Reagent	Final concentration	Amount
Tris base	50 mM	3.03 g
NaCl	150 mM	4.38 g
ddH2O	N/A	n/a
Total	N/A	500 mL

Store at 4°C for up to three months.

Fibrinogen stock

Reagent	Final concentration	Amount
Fibrinogen	20 mg/mL	100 mg
T7 buffer	N/A	5 mL
Total	N/A	5 mL

Store at −80°C for up to three months.

Thrombin stock

Reagent	Final concentration	Amount
Thrombin	0.1U/μL	1000U
T7 buffer	N/A	10 mL
Total	N/A	10 mL

Store at −80°C for up to three months.

Dispase II stock

Reagent	Final concentration	Amount
Dispase II	100 mg/mL	500 mg
PBS	N/A	5 mL
Total	N/A	5 mL

Store at −20°C for up to three months.

0.5% glutaraldehyde solution

Reagent	Final concentration	Amount
25% glutaraldehyde	0.5%	1mL
ddH2O	N/A	49 mL
Total	N/A	50 mL

The solution was prepared just before use.
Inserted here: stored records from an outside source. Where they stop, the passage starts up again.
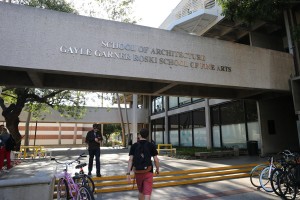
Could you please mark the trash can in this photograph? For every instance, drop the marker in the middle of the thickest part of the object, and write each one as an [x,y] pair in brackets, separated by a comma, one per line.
[252,147]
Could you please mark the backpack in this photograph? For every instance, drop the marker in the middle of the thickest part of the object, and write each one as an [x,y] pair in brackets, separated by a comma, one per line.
[142,158]
[10,144]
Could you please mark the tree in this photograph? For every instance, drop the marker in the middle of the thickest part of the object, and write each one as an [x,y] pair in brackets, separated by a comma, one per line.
[250,11]
[109,129]
[58,5]
[116,10]
[38,101]
[68,103]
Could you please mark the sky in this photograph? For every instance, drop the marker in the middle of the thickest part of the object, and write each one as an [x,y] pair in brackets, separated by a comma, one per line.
[154,12]
[151,12]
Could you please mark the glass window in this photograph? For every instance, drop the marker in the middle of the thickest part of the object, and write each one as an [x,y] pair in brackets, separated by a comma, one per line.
[253,132]
[197,99]
[234,135]
[173,123]
[186,128]
[158,104]
[216,136]
[158,130]
[215,121]
[173,102]
[232,113]
[184,100]
[233,127]
[200,138]
[251,111]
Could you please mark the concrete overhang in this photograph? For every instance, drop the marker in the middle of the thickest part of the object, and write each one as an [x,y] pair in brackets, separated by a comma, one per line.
[295,86]
[195,22]
[49,49]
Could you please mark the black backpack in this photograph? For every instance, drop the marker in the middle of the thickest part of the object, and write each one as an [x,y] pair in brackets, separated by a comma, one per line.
[10,144]
[142,157]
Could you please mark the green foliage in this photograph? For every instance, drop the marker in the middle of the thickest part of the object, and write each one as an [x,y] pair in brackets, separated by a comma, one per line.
[58,5]
[118,10]
[251,10]
[190,151]
[109,129]
[39,101]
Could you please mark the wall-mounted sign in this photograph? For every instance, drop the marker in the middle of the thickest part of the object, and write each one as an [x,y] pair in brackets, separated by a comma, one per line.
[136,53]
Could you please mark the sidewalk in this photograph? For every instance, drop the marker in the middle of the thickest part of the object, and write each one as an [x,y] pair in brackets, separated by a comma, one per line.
[114,162]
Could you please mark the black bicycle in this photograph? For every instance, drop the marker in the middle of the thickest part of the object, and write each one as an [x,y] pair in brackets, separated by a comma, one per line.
[82,178]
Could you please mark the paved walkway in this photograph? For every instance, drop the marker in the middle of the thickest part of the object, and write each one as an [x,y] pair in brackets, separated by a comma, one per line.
[114,162]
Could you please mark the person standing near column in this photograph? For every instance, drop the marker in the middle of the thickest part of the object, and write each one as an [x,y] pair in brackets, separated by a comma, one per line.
[93,139]
[140,162]
[4,149]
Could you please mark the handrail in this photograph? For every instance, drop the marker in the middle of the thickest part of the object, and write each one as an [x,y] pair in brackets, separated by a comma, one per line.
[187,7]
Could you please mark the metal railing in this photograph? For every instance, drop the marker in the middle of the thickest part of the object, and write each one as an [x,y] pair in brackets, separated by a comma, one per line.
[187,7]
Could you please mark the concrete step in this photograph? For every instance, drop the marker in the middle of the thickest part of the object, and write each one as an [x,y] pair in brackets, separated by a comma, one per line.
[108,184]
[174,178]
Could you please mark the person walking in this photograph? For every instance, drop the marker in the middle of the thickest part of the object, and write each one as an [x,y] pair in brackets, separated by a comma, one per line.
[4,149]
[140,162]
[93,139]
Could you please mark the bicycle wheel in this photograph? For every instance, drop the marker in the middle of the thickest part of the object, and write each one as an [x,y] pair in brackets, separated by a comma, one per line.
[287,187]
[84,193]
[255,173]
[62,190]
[264,179]
[84,179]
[275,181]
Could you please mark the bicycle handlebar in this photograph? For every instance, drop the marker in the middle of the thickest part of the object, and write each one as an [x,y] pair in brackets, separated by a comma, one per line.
[69,163]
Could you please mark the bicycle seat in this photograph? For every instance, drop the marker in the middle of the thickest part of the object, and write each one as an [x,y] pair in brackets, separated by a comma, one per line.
[80,165]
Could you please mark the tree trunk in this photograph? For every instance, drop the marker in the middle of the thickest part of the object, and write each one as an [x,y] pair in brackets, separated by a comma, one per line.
[122,121]
[128,127]
[12,124]
[26,142]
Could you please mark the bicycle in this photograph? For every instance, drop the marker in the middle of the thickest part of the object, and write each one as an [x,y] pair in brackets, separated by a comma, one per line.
[266,177]
[82,178]
[68,189]
[255,174]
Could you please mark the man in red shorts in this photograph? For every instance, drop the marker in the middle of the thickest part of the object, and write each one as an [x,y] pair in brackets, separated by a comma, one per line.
[141,152]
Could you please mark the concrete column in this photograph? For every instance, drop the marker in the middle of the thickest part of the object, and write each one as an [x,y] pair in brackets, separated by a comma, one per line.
[134,118]
[166,99]
[75,134]
[101,125]
[298,128]
[59,133]
[208,124]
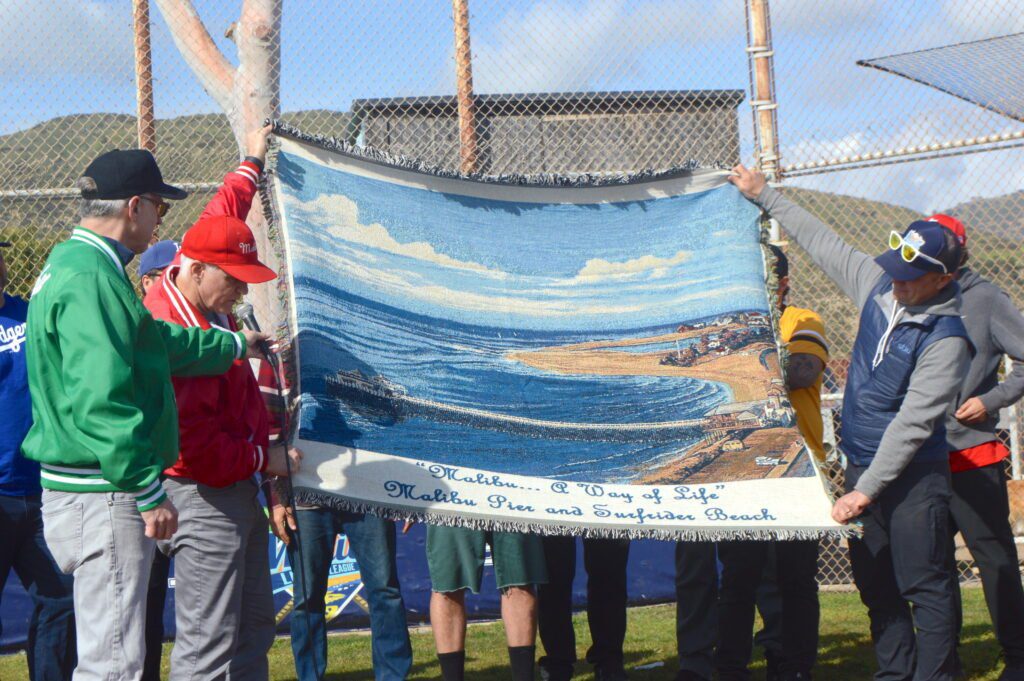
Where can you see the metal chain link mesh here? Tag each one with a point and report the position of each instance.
(559, 86)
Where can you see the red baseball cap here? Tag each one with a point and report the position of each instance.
(952, 224)
(227, 243)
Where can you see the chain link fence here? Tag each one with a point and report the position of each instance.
(529, 86)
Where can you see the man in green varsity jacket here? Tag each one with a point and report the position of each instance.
(104, 422)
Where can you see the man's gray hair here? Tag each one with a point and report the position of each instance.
(96, 207)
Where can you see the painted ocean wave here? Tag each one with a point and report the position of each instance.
(468, 367)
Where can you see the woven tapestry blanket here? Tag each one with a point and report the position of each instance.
(589, 355)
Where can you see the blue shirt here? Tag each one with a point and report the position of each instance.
(18, 476)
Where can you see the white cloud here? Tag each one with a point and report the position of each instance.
(340, 214)
(974, 23)
(597, 268)
(412, 287)
(56, 38)
(558, 45)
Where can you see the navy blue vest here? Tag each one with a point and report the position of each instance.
(872, 396)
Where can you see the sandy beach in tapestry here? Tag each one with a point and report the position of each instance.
(609, 343)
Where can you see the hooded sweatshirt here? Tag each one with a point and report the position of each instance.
(940, 368)
(996, 328)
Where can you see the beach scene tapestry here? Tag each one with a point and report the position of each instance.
(589, 355)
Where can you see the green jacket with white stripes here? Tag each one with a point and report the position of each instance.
(99, 374)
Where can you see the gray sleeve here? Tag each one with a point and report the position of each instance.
(855, 272)
(1007, 328)
(934, 384)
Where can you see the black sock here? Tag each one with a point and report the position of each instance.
(521, 661)
(453, 665)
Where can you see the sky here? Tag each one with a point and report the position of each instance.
(65, 57)
(520, 265)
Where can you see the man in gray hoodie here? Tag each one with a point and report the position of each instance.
(908, 362)
(980, 507)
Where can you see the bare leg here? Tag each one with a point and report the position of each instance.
(448, 620)
(519, 615)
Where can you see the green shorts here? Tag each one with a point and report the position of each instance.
(455, 556)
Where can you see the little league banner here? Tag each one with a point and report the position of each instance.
(589, 355)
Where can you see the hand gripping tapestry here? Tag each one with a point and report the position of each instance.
(584, 355)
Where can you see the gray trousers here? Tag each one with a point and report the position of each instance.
(100, 539)
(223, 603)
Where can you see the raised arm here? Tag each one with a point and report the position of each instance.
(854, 272)
(1007, 326)
(235, 197)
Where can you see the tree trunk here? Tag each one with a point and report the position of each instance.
(248, 94)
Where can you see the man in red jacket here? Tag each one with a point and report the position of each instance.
(223, 600)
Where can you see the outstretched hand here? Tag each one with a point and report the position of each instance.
(256, 142)
(750, 182)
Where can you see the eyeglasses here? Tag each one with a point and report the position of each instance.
(909, 252)
(162, 206)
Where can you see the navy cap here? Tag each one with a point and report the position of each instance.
(931, 240)
(127, 173)
(157, 256)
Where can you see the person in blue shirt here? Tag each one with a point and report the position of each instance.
(51, 652)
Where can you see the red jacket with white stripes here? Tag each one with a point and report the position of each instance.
(222, 422)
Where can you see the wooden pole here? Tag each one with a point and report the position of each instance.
(464, 88)
(143, 77)
(762, 73)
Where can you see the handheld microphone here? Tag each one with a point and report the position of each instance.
(247, 318)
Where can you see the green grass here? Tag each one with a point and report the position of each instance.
(845, 652)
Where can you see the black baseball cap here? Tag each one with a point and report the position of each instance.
(126, 173)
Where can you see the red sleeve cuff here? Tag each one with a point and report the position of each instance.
(249, 170)
(259, 459)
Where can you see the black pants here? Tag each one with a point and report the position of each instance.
(50, 650)
(980, 510)
(770, 608)
(156, 596)
(903, 559)
(605, 561)
(742, 568)
(696, 609)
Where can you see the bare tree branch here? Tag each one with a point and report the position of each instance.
(214, 72)
(257, 83)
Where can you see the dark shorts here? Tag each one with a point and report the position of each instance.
(455, 556)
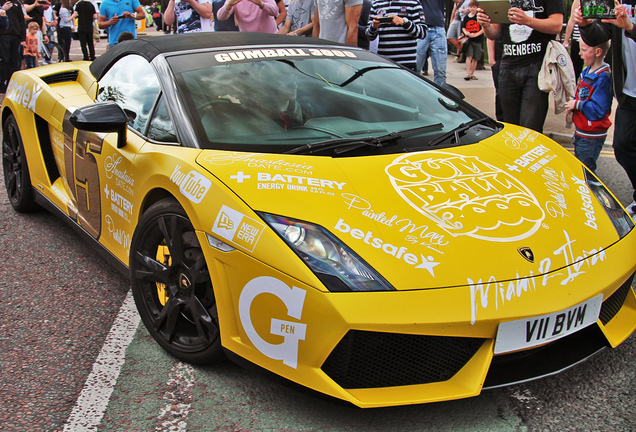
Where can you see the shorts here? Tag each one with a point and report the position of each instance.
(473, 50)
(454, 30)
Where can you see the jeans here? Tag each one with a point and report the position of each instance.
(587, 150)
(434, 45)
(10, 60)
(625, 138)
(66, 36)
(522, 102)
(86, 43)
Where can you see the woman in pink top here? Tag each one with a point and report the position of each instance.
(251, 15)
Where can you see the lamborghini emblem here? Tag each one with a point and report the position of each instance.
(526, 252)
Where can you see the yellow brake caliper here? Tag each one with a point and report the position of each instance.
(163, 256)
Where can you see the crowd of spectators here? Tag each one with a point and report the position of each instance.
(410, 32)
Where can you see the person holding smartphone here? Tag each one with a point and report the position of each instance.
(398, 25)
(533, 25)
(119, 17)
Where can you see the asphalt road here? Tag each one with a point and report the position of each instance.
(58, 302)
(66, 362)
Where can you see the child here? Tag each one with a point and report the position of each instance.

Ammonium Persulfate (APS) solution

Reagent	Final concentration	Amount
Ammonium Persulfate	10%	0.1 g
ddH2O	N/A	1 mL
Total	N/A	1 mL

Store at 4°C for up to one week.

Sulfo-SANPAH stock

Reagent	Final concentration	Amount
Sulfo-SANPAH	5 mg/mL	50 mg
DMSO	N/A	10 mL
Total	N/A	10 mL

Store at −20°C in dark for up to six months.